Opinião

O ódio a nossa volta

Redação DM

Publicado em 4 de julho de 2015 às 00:32 | Atualizado há 10 anos

A humanidade vive de saltos. Seguimos em uma tendência, numa determinada direção, muitas vezes, em ritmo lento e, de repente, damos um traumático salto. Assim funciona em diversos segmentos da nossa existência, mas, sobretudo no campo social, há nitidamente um trampolim que nos faz alçar outros degraus do comportamento. Isto é evoluir.

O comportamento é dinâmico e alterna entre opostos com facilidade. O que não é exatamente fácil é o ato da conquista de passagem de um extremo a outro. Isto quase sempre se dá de forma agressiva, seja em vias de fato ou mesmo pela eloquência de seus ativistas e defensores. Assim ocorreu no processo de aceitação das mulheres na política no início do século passado. Até as eleições de 1933 no Brasil, nosso País sequer considerava as mulheres como capazes de fazer escolhas políticas.

A revolução sexual, a Primavera de Praga, os sutiãs queimados em nome da liberdade sexual das mulheres, o movimento do pacifismo por todo os Estados Unidos nos anos 1960, que tiveram o seu auge na Guerra do Vietnam e deixaram como legado artístico-social o movimento hippie, tudo isto representou um salto de qualidade e evolução no estilo de vida ocidental. Foi por intermédio deles que hoje somos mais humanos, mais decentes e com mais respeito.

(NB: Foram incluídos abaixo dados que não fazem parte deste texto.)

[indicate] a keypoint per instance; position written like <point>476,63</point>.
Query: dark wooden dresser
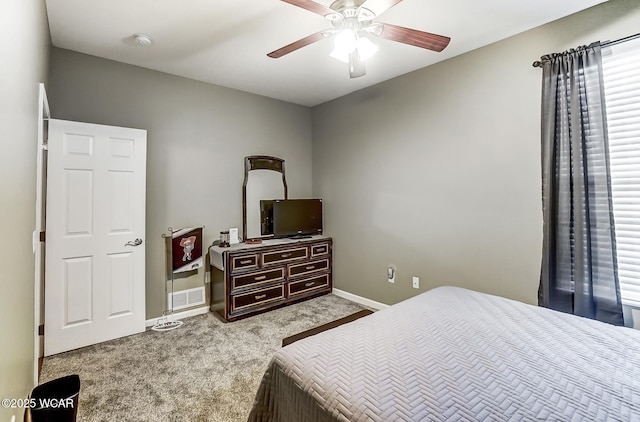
<point>247,279</point>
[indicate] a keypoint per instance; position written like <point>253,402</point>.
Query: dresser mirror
<point>264,178</point>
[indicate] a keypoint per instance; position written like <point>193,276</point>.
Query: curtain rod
<point>538,63</point>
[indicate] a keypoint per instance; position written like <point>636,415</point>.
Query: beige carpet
<point>205,370</point>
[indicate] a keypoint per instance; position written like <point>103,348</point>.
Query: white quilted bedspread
<point>452,354</point>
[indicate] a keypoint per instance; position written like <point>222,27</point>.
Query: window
<point>622,96</point>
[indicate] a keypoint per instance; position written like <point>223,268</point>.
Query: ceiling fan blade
<point>297,44</point>
<point>414,37</point>
<point>311,6</point>
<point>379,6</point>
<point>356,65</point>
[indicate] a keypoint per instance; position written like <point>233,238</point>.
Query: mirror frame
<point>259,162</point>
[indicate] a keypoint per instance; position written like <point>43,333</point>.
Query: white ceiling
<point>226,42</point>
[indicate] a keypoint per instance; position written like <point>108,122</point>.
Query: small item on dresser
<point>224,239</point>
<point>233,236</point>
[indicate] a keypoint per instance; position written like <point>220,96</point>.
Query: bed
<point>452,354</point>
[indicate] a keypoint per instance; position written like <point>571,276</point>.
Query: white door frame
<point>43,115</point>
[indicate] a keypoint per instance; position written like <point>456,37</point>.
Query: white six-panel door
<point>94,267</point>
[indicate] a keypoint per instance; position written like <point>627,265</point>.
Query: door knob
<point>136,242</point>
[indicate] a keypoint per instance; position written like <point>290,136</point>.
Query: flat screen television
<point>298,218</point>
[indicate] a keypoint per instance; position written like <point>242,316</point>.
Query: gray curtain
<point>579,270</point>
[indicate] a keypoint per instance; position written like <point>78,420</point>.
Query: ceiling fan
<point>353,25</point>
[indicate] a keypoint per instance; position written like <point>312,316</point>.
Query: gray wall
<point>24,44</point>
<point>197,137</point>
<point>438,171</point>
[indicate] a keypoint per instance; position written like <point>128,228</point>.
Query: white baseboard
<point>359,299</point>
<point>179,315</point>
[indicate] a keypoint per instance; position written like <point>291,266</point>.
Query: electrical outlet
<point>391,273</point>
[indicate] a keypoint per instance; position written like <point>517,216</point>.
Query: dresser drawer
<point>244,262</point>
<point>256,278</point>
<point>257,297</point>
<point>308,267</point>
<point>308,284</point>
<point>285,255</point>
<point>319,250</point>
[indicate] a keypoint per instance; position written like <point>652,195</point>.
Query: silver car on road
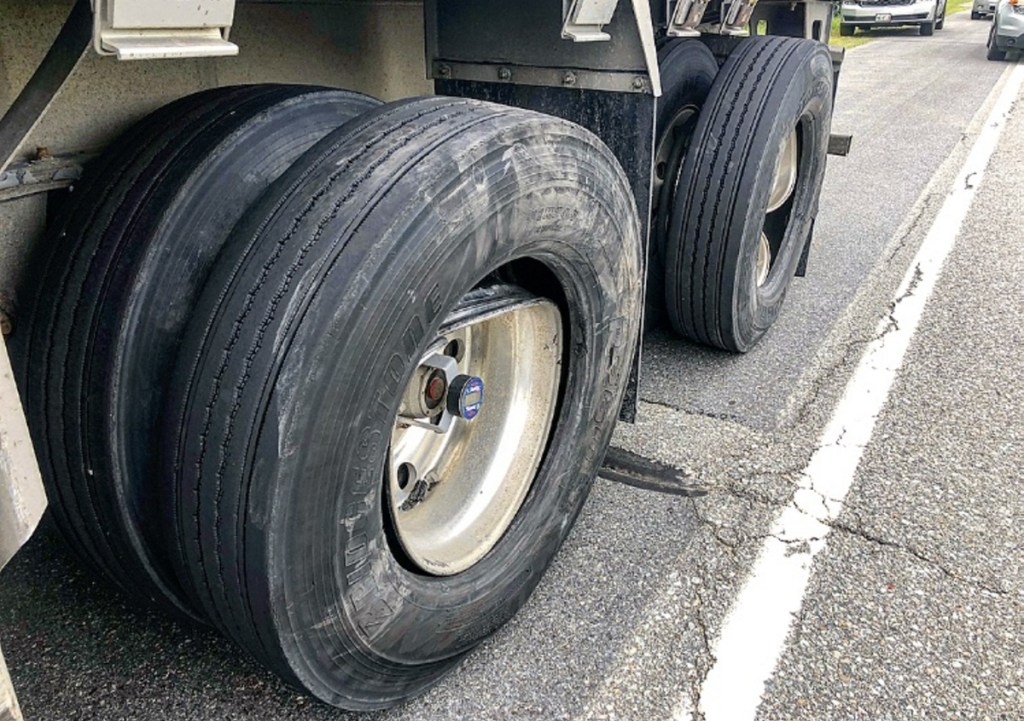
<point>929,15</point>
<point>1008,30</point>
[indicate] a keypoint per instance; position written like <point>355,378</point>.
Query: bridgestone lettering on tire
<point>125,261</point>
<point>768,88</point>
<point>309,329</point>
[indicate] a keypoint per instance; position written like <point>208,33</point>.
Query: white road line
<point>755,631</point>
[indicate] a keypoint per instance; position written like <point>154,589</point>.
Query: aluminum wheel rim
<point>784,179</point>
<point>454,484</point>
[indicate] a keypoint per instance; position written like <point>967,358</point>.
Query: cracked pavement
<point>915,605</point>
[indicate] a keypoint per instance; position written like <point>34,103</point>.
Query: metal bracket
<point>135,30</point>
<point>685,17</point>
<point>585,19</point>
<point>42,88</point>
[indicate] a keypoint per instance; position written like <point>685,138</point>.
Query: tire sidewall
<point>807,101</point>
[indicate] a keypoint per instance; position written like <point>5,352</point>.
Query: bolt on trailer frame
<point>594,62</point>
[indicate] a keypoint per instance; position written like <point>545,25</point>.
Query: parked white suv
<point>929,15</point>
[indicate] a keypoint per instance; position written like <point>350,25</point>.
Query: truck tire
<point>321,314</point>
<point>127,259</point>
<point>993,52</point>
<point>749,191</point>
<point>687,69</point>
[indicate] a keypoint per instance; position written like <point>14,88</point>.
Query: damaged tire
<point>126,260</point>
<point>330,330</point>
<point>749,191</point>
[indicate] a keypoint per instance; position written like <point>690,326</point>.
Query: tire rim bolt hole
<point>434,392</point>
<point>403,475</point>
<point>456,349</point>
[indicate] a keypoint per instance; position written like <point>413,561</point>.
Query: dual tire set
<point>739,162</point>
<point>335,377</point>
<point>221,355</point>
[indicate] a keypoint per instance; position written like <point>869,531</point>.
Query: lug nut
<point>465,396</point>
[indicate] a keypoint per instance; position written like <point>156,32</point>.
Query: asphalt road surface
<point>899,595</point>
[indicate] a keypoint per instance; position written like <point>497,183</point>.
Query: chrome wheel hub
<point>784,179</point>
<point>782,186</point>
<point>472,428</point>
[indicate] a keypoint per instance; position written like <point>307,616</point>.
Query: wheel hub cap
<point>460,470</point>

E curiosamente ainda nos falta muito porque o tempo todo novas demandas surgem. Assim como um dia, a sociedade descobriu o absurdo que era manter pessoas em regime de escravidão selecionadas somente pela cor da pele, houve quem insistisse em defender a ideia original e encontrar sentido em, sim, manter homens e mulheres trabalhando de forma desumana e não remunerada, sendo açoitada como animais selvagens.

E é isto que atualmente vivemos: o açoite social aos gays. O imenso e real movimento social LGBT é uma muito mais do que uma estatística ou um grupo de gueto que pode ser a qualquer momento empurrado de volta aos becos e às sombras. Mesmo assim, há quem se posicione contrário ao civil, legal, de suas demandas. Assim como em diversas outras situações, nossa sociedade é convocada e aceitar e reconhecer mudanças, novidades, novos padrões de comportamento que, inéditos, surtem em alguns a necessidade de rechaçar. Um esforço tolo, tendo em vista que o a História mostra que com o tempo os movimentos do novo sempre vencem o atraso.

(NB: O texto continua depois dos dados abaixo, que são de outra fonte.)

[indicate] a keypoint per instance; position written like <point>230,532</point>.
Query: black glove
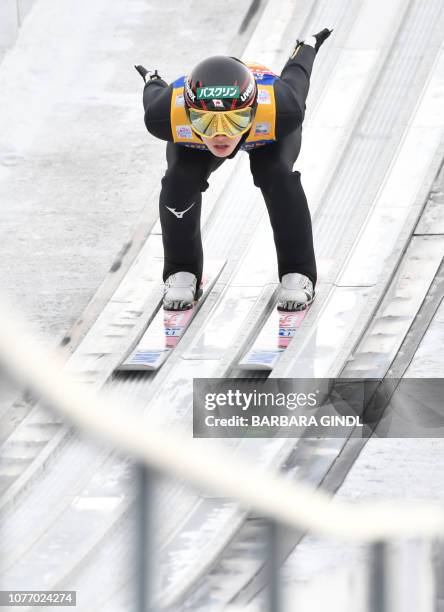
<point>143,72</point>
<point>321,36</point>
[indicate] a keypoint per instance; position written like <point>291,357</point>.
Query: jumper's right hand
<point>320,37</point>
<point>142,71</point>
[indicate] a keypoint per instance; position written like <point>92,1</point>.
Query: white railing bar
<point>201,464</point>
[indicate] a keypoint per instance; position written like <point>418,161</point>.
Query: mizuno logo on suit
<point>180,213</point>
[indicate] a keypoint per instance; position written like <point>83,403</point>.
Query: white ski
<point>272,341</point>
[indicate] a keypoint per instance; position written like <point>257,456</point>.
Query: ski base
<point>269,345</point>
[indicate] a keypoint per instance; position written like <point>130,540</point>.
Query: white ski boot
<point>180,291</point>
<point>296,292</point>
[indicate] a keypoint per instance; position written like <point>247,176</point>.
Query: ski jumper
<point>273,144</point>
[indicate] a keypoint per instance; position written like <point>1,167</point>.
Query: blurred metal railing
<point>158,452</point>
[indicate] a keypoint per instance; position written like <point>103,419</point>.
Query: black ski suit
<point>271,166</point>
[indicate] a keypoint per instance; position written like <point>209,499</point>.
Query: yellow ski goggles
<point>229,123</point>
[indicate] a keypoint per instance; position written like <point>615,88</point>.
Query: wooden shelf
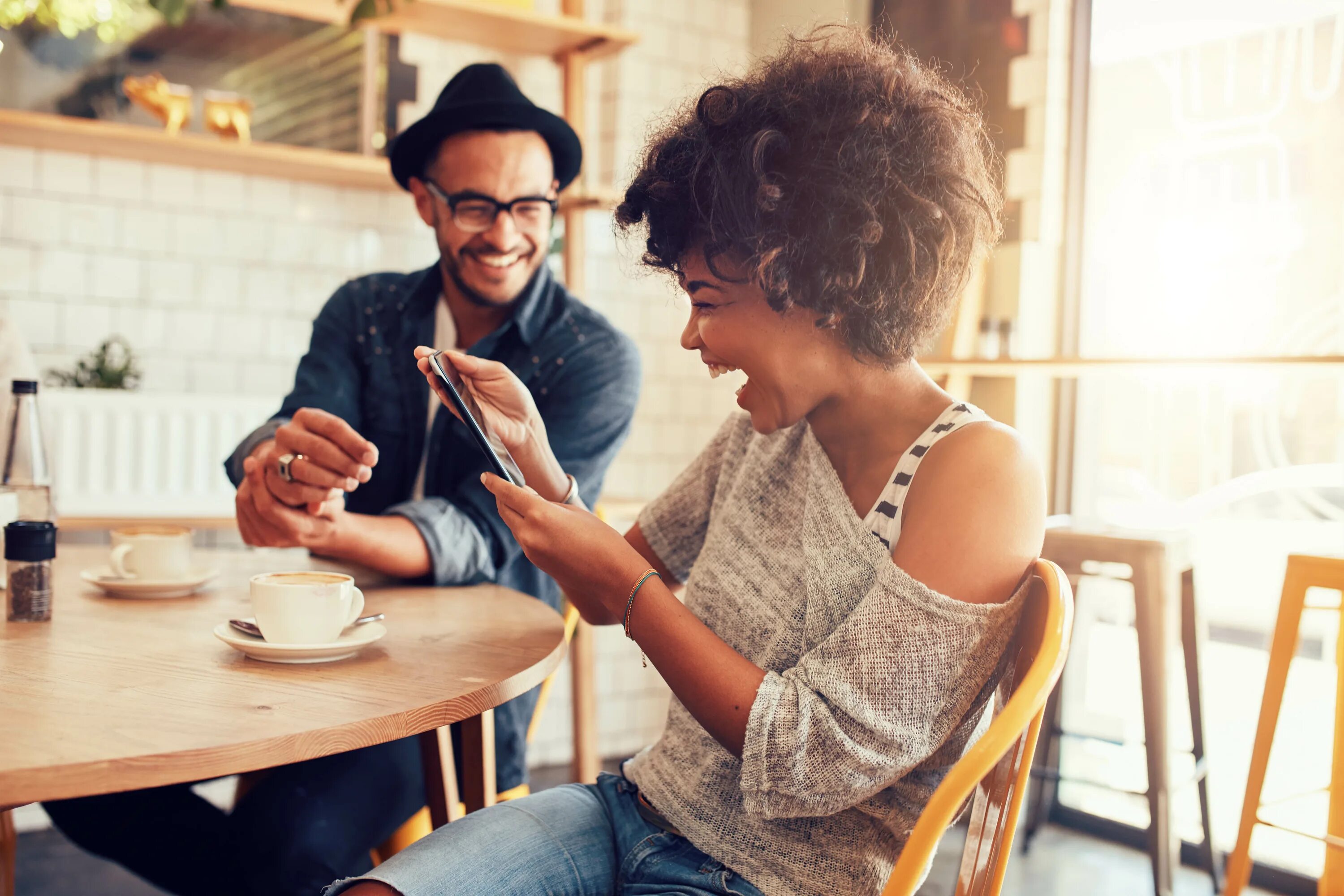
<point>476,22</point>
<point>197,151</point>
<point>1080,366</point>
<point>203,151</point>
<point>580,198</point>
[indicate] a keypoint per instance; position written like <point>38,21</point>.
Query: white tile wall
<point>215,277</point>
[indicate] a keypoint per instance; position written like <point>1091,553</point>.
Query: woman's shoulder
<point>975,515</point>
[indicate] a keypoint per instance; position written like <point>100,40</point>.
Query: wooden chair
<point>1303,573</point>
<point>1163,581</point>
<point>421,824</point>
<point>996,767</point>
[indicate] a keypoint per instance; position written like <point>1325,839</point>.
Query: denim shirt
<point>582,373</point>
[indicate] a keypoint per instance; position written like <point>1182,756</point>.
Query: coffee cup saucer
<point>117,586</point>
<point>347,645</point>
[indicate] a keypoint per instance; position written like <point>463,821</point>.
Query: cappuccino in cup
<point>304,607</point>
<point>160,552</point>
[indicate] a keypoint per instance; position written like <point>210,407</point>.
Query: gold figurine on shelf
<point>168,103</point>
<point>229,115</point>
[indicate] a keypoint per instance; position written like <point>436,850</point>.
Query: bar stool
<point>1163,583</point>
<point>1303,573</point>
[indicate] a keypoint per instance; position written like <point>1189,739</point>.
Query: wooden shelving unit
<point>203,151</point>
<point>198,151</point>
<point>479,22</point>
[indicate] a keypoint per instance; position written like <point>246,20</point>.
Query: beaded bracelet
<point>629,605</point>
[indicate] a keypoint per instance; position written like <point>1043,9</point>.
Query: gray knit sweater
<point>874,687</point>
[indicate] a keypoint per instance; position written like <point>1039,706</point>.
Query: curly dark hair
<point>843,177</point>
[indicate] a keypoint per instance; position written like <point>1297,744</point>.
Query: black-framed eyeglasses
<point>476,213</point>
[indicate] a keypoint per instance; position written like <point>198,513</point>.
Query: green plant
<point>111,366</point>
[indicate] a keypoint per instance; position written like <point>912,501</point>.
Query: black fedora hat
<point>483,97</point>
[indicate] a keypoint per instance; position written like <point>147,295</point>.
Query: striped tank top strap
<point>885,517</point>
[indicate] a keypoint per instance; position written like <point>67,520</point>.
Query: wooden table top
<point>116,695</point>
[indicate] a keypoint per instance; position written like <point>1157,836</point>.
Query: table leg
<point>9,849</point>
<point>440,777</point>
<point>586,762</point>
<point>479,761</point>
<point>1155,593</point>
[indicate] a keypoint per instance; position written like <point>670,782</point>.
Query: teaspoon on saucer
<point>250,628</point>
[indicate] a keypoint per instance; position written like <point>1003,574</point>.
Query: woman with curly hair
<point>853,548</point>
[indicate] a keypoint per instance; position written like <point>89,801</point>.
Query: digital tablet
<point>470,412</point>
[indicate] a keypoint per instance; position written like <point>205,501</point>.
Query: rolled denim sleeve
<point>459,551</point>
<point>264,433</point>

O que chama atenção, nos dias de hoje, é algo particular da modernidade do nosso tempo. A impressão que se tem é jamais fomos tão modernos em nossos meios, e tão antiquados em nossos comportamentos. Temos a internet e um sistema ágil de comunicação e diálogo. E, no entanto, o usamos para disseminar ódio e fundamentalismo, principalmente o religioso.

Acima de tudo, temos dado voz aos radicais, abrigo ao discurso irracional de pelo menos dois séculos atrás quando nos embasávamos numa vida limitada e sem quaisquer conhecimentos. O uso da religião tem sido mal aplicado como forma de manipulação há séculos e parece que hoje, no arauto da nossa modernidade, nos tornamos reféns de artimanhas antigas e perigosas, que pregam muito mais o ódio que a tolerância.

Os recentes e recorrentes acontecimentos de perseguição a gays, ameaças e outras deformidades do caráter que surgem pelas redes sociais nos colocam como bestas numa sociedade que pede para ser renovada. O aditivo deste comportamento são discursos de líderes religiosos ou políticos – quando não os dois – calcados no ódio, na segregação em nome de Deus, em nome da defesa da família como se o exercício individual da vontade de cada um fosse forte o bastante para alterar a vida do vizinho.

O fato é que o novo sempre vence e as mudanças podem ser retardadas mas jamais impedidas. O que nos resta como integrantes de uma sociedade é resgatar o que ainda carregamos de bom senso e compreender que a concessão de liberdade individual, seja sexual, política ou comportamental, aos outros é na verdade um grande gesto de altruísmo, respeito e amor. Como na mensagem da campanha lançada nos Estados Unidos na última semana após a suprema corte daquele país liberar o casamento civil de pessoas do mesmo sexo: #LoveWins. Ou seja, o amor prevalece e vence. Sempre.

As manifestações do novo estão por toda a parte e hão de imperar. O que temos de fazer é pensar com mais amor e respeito e calar sempre o ódio que ronda a nossa volta.